Bed bugs, white men and Morocco during Ramadan: How to avoid being a know-it-all solo traveler.

No two travel experiences are alike, and I can say that my trip across the big pond is evidence of this. During my study abroad in Seville, Spain I took a solo weekend trip to Tangier, Morocco during Ramadan. I couldn’t believe it was literally 30 minutes from Spain, so I took advantage and hopped on a Ferry from Algeciras to Tangier. As easy as the trip seemed, it ended up being a hand full, as this two day trip ended up being the most expensive to both my time and my pocket. The best way to explain my trip is to break it down into 3 terms: bed bugs, The Old Medina and the old white man.


The Strait of Gibraltar

THE BED BUGS: While planning my trip, I had a small amount of Hostels that I could choose from for the “low low” ($). One that caught my eye on was “The Melting Pot Hostel. It was easy to find in the Old Medina and it had an amazing breakfast, decked out with fresh fruits, pancakes and Moroccan mint tea. I stayed in a mixed dorm with a 55-year-old German man named Johnny (more about Johnny later on, he’s quite the charmer). It wasn’t overly crowded and it was pretty quiet. Breakfast was definitely my favorite part about the hostel, but it is too bad that I did not read all of the reviews. After two nights I noticed a rash spread all over my body, and bed bug bites covered me from head to toe.  Needless to say, pay attention to reviews, as the most convenient option to your budget isn’t always the best one.


Moroccan Mint tea!

THE OLD MEDINA: I kept in mind that it was Ramadan and that I should dress more conservatively, especially when walking around The Old Medina. I also didn’t want to stick out too much, so before leaving Seville I bought a white shirt from H&M, harem pants, Birkenstocks and a scarf I could drape around my shoulders. I wore this for two days, and it served some of its purpose. I definitely dressed the part, but I still screamed tourist. It’s not only because of my brown skin, but I believe that I was not approached as much as others said I would be because of the way I dressed. People did still approach me, but it’s probably because I looked lost in the Old Medina.

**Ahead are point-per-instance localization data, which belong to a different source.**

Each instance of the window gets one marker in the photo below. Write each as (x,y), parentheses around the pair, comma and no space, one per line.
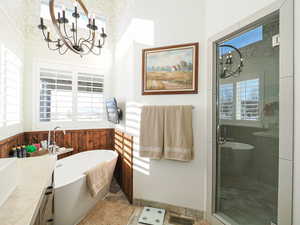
(55,95)
(90,97)
(247,100)
(67,96)
(240,100)
(10,88)
(226,101)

The Hand of Fatima, a symbol of good luck, is common all over the city

The Old Medina is filled with so much history and beauty, and I wish I could’ve learned a lot more about it while I was there. Two days is not enough to take in the whole city. A lot of buildings and museums were closed for the holiday. When I go back, I’ll definitely check them out.

THE OLD WHITE MAN: I have always used mixed dorms, and have never had a problem with them. The worst experience I’ve had is probably seeing a bare ass at 4 o’clock in the morning in Bogota, but I would definitely put Johnny at the top of the list. One thing that threw me off was him rubbing his stomach and calling me a very pretty girl (yes dad, this happened). I took a few things from our conversations though. Johnny was not the biggest fan of the area, and constantly complained about people asking him if he wanted a tour around the city, if he could spare a euro or two, or if he wanted some hash. This led him to staying in the hostel for the rest of his trip, which probably didn’t help him enjoy it any more than he already was. Johnny should’ve known he was no longer in Germany. If you’re going to be a Johnny, then stay at home. Spare me and everyone else from creepy vibes, and negativity.

New Friends

A view of The Old Medina


THE CONCLUSION: Johnny asked me a question that really got me thinking; “what is it like for you to walk around the city alone?”. To answer his question, Tangier wasn’t what I was expecting and walking around alone in Tangier was a lot different than walking alone around Spain. Even though the countries are very close, they offer two contrasting realities. I thought of Camel rides and blue cities, and what I was met with is how people live extremely different than me. At first I wasn’t happy with my experience in Tangier, but looking back I think it was an important trip to take. Instead of complaining about being outside of my comfort zone, I should’ve looked deeper into why and how people live the way they do. When I return to Morocco, I think I’ll have a better idea of what to expect and how to interact with people. I’m looking forward to my next visit.